Challenge Introduction

We are proud to announce that this year the challenge will host six diverse tasks which aim to push the limits of semantic visual understanding of videos as well as bridging visual content with human captions. Three out of the seven tasks are based on the ActivityNet dataset, which was introduced in CVPR 2015 and organized hierarchically in a semantic taxonomy. These tasks focus on trace evidence of activities in time in the form of proposals, class labels, and captions.

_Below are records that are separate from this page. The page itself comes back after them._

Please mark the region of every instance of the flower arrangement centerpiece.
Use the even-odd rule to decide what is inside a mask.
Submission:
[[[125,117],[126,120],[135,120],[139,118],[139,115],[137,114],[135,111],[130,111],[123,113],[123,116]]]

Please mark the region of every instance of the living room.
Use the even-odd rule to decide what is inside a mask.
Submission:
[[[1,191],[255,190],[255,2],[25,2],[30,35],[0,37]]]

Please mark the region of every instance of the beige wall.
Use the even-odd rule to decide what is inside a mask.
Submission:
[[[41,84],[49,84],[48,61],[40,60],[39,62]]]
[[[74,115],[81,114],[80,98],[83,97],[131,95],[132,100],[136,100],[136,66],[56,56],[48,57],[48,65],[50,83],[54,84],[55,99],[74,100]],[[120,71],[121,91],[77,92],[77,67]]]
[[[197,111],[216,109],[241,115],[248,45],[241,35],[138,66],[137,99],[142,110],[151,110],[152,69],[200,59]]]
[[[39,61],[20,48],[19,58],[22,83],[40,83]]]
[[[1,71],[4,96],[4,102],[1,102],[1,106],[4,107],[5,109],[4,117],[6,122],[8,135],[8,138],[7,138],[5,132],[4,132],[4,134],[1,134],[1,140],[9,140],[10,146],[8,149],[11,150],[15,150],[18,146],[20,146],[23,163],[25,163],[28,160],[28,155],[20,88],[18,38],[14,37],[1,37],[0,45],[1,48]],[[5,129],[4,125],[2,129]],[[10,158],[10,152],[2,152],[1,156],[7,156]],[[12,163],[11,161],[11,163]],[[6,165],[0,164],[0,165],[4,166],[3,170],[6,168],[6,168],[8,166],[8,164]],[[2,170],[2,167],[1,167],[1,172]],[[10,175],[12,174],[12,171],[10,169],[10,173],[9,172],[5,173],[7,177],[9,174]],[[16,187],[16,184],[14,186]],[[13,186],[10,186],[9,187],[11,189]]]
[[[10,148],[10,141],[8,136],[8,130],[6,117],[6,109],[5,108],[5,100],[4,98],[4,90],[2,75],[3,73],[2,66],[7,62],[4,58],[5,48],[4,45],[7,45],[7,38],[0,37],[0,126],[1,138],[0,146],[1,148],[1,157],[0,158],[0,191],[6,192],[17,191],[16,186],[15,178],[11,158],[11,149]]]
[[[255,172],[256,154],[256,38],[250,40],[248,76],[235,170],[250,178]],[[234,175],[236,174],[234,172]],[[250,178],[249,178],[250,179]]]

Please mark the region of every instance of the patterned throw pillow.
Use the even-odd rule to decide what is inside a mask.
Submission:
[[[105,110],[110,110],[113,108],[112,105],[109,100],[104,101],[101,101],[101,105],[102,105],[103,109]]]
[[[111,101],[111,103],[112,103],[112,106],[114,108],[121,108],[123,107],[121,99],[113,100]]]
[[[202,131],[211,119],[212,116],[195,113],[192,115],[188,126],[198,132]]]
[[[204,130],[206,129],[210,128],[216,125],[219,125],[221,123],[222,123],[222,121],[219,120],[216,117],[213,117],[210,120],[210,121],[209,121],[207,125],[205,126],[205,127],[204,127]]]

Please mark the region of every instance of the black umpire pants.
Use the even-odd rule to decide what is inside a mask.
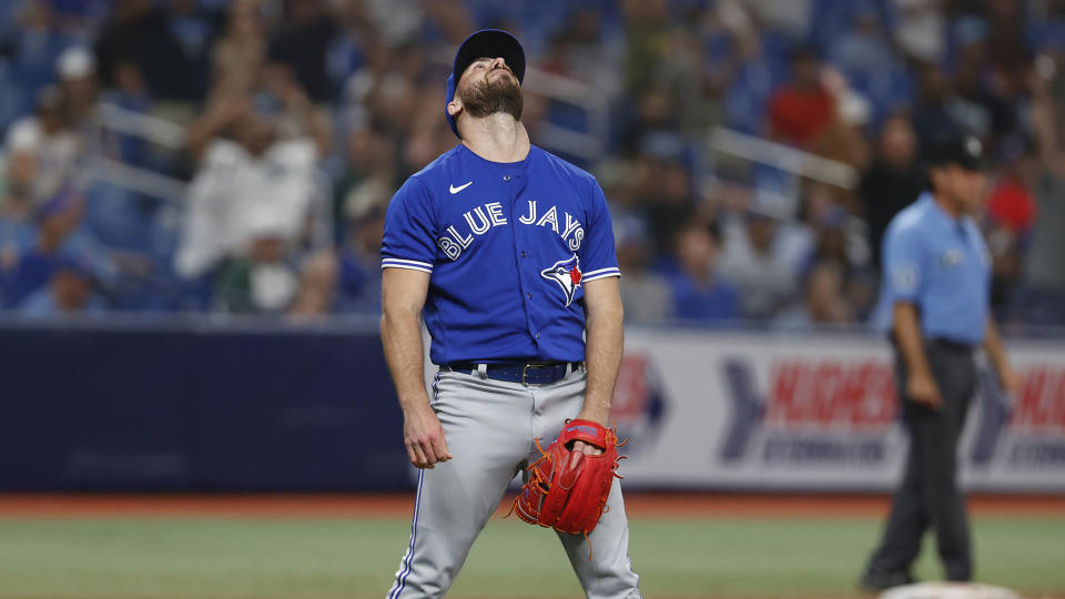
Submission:
[[[972,348],[951,342],[929,341],[925,353],[943,407],[933,410],[905,396],[906,368],[896,347],[896,385],[910,433],[910,455],[883,539],[869,568],[884,573],[909,572],[931,527],[947,580],[967,581],[973,565],[968,517],[957,488],[957,441],[976,390],[976,365]]]

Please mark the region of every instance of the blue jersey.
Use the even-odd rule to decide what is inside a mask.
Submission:
[[[435,364],[582,361],[582,286],[620,276],[599,184],[536,146],[498,163],[458,145],[412,175],[381,253],[384,268],[430,275]]]
[[[971,217],[952,217],[926,192],[891,221],[883,250],[885,308],[911,302],[925,337],[983,343],[991,257]]]

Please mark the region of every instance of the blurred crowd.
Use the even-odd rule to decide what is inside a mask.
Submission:
[[[379,311],[385,209],[457,143],[484,27],[525,44],[534,143],[604,186],[630,322],[870,321],[922,148],[964,132],[996,315],[1065,325],[1062,0],[0,3],[0,306]]]

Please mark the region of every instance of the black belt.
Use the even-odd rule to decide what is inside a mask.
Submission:
[[[453,362],[440,366],[442,370],[476,375],[481,363]],[[521,383],[523,385],[550,385],[584,366],[582,362],[506,363],[484,364],[485,375],[495,380]]]

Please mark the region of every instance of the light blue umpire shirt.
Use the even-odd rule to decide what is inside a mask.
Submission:
[[[983,343],[991,298],[991,253],[971,216],[954,219],[924,192],[888,225],[881,309],[917,306],[925,338]]]

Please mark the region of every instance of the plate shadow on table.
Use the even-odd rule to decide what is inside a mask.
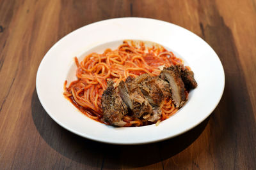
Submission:
[[[152,144],[122,146],[93,141],[61,127],[44,110],[35,89],[31,111],[38,132],[51,148],[80,164],[109,168],[118,168],[121,165],[140,167],[168,159],[193,143],[209,119],[208,117],[194,129],[172,139]]]

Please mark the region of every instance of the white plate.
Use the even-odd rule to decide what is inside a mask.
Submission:
[[[65,80],[76,79],[75,56],[117,47],[125,39],[159,43],[186,61],[198,87],[175,115],[158,126],[113,127],[82,114],[63,95]],[[121,18],[78,29],[58,41],[44,56],[36,75],[36,90],[45,111],[58,124],[81,136],[119,145],[148,143],[173,138],[205,120],[218,104],[225,85],[224,71],[216,53],[200,37],[176,25],[143,18]]]

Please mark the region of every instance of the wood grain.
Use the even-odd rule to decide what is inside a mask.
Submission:
[[[47,50],[77,28],[124,17],[173,23],[216,51],[225,91],[200,125],[160,143],[115,146],[77,136],[45,111],[35,78]],[[1,1],[0,169],[256,169],[255,30],[254,0]]]

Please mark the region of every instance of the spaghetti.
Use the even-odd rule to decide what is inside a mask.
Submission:
[[[143,73],[157,76],[159,67],[170,67],[182,64],[183,61],[163,46],[153,45],[147,48],[143,41],[136,44],[132,41],[124,41],[116,50],[106,49],[102,54],[92,53],[86,56],[79,63],[77,57],[77,80],[67,87],[64,84],[64,96],[88,117],[103,122],[101,96],[107,88],[107,81],[112,79],[115,87],[128,76],[136,77]],[[162,108],[161,118],[157,125],[178,110],[171,99],[166,100]],[[125,126],[141,126],[152,124],[145,120],[125,115],[123,120]]]

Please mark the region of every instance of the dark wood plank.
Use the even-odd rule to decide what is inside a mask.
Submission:
[[[47,51],[79,27],[124,17],[184,27],[219,55],[225,92],[200,125],[160,143],[115,146],[74,135],[44,111],[35,78]],[[0,1],[1,169],[256,169],[255,18],[252,0]]]

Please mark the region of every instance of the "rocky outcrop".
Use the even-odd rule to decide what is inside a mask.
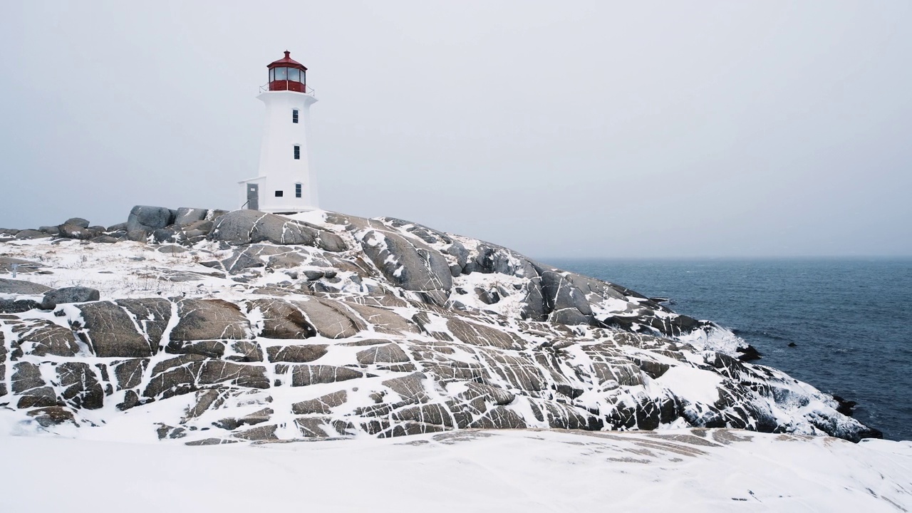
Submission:
[[[83,221],[2,243],[23,258],[0,270],[30,281],[0,279],[0,396],[48,430],[140,410],[162,440],[193,445],[525,427],[876,434],[847,403],[745,362],[756,354],[711,322],[486,242],[329,213],[138,206],[127,225]],[[97,250],[110,241],[65,240],[82,231],[152,247],[124,244],[111,266]],[[39,261],[49,248],[78,255],[105,300],[40,285],[61,283],[37,274],[58,265]],[[28,311],[37,295],[52,311]]]
[[[64,287],[47,292],[41,299],[41,308],[46,310],[54,309],[63,303],[84,303],[98,301],[100,298],[98,289],[88,287]]]
[[[346,249],[345,243],[335,234],[255,210],[235,210],[223,215],[209,236],[233,245],[270,242],[312,246],[326,251]]]

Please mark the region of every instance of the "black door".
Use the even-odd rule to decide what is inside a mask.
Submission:
[[[260,210],[259,183],[247,183],[247,208],[250,210]]]

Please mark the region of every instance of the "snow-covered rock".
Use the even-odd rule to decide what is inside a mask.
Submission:
[[[99,293],[42,310],[42,287],[5,286],[0,406],[55,433],[128,423],[136,439],[192,445],[472,428],[877,434],[745,361],[731,331],[622,286],[400,219],[213,212],[134,209],[176,244],[0,243],[0,264],[26,264],[20,278]]]

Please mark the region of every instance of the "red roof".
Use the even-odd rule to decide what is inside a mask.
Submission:
[[[306,68],[304,67],[300,62],[293,59],[291,57],[291,52],[285,50],[285,56],[275,62],[270,63],[266,68],[272,69],[273,68],[297,68],[298,69],[304,69],[306,71]]]

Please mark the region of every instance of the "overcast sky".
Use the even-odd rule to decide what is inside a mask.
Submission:
[[[321,206],[534,257],[912,255],[912,2],[0,3],[0,226],[233,209],[309,68]]]

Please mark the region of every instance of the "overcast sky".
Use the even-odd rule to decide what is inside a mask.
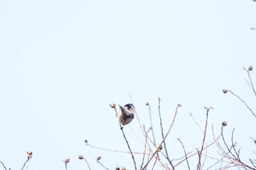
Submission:
[[[158,97],[165,132],[177,102],[169,147],[199,148],[206,110],[209,125],[227,134],[236,128],[239,147],[252,158],[255,117],[226,88],[255,109],[255,98],[243,67],[255,66],[256,3],[252,0],[3,1],[0,0],[0,161],[19,169],[33,152],[29,169],[133,169],[129,154],[91,149],[91,144],[127,150],[109,104],[130,103],[149,128],[148,101],[157,142],[161,141]],[[143,139],[138,122],[124,131],[134,151]],[[137,133],[138,132],[138,133]],[[211,128],[208,141],[212,140]],[[173,152],[170,149],[170,152]],[[141,155],[135,155],[139,160]],[[140,163],[138,163],[138,164]],[[179,169],[182,169],[181,168]]]

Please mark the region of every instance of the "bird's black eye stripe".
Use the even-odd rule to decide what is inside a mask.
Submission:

In this installment of the challenge, we will host three guest tasks which enrich the understanding of visual information in videos. These tasks focus on complementary aspects of the activity recognition problem at large scale and involve challenging and recently compiled activity/action datasets, including Kinetics (Google DeepMind), AVA (Berkeley and Google), and Moments in Time (MIT and IBM Research).

ActivityNet Tasks

Task 1

2nd trial

Temporal Action Proposals (ActivityNet)

This task is intended to evaluate the ability of algorithms to generate high quality action proposals. The goal is to produce a set of candidate temporal segments that are likely to contain a human action.

Task 2

3rd trial

Temporal Action Localization (ActivityNet)

This task is intended to evaluate the ability of algorithms to temporally localize activities in untrimmed video sequences. Here, videos can contain more than one activity instance, and mutiple activity categories can appear in the video.

Task 3

2nd trial

Dense-Captioning Events in Videos (ActivityNet Captions)

This task involves both detecting and describing events in a video. For this task, participants will use the ActivityNet Captions dataset, a new large-scale benchmark for dense-captioning events.

Guest Tasks

Task A

2nd trial

Trimmed Activity Recognition (Kinetics)

This task is intended to evaluate the ability of algorithms to recognize activities in trimmed video sequences. Here, videos contain a single activity, and all the clips have a standard duration of ten seconds. For this task, participants will use the Kinetics dataset, a large-scale benchmark for trimmed action classification.

Task B

New

Spatio-temporal Action Localization (AVA)

This task is intended to evaluate the ability of algorithms to localize human actions in space and time. Each labeled video segment can contain multiple subjects, each performing potentially multiple actions. The goal is to identify these subjects and actions over continuous 15-minute video clips extracted from movies. For this task, participants will use the new AVA atomic visual actions dataset.

Task C

New

Trimmed Event Recognition (Moments in Time)

This task is intended to evaluate the ability of algorithms to classify events in trimmed 3-second videos. Here, videos contain a single activity, and all clips have a standard duration of 3 seconds. There will be two tracks. The first track will use the Moments in Time dataset, a new large-scale dataset for video understanding, which has 800K videos in the training set. For the second track, participants will use the Moments in Time Mini dataset, a subset of Moments in Time with 100k videos provided in the training set.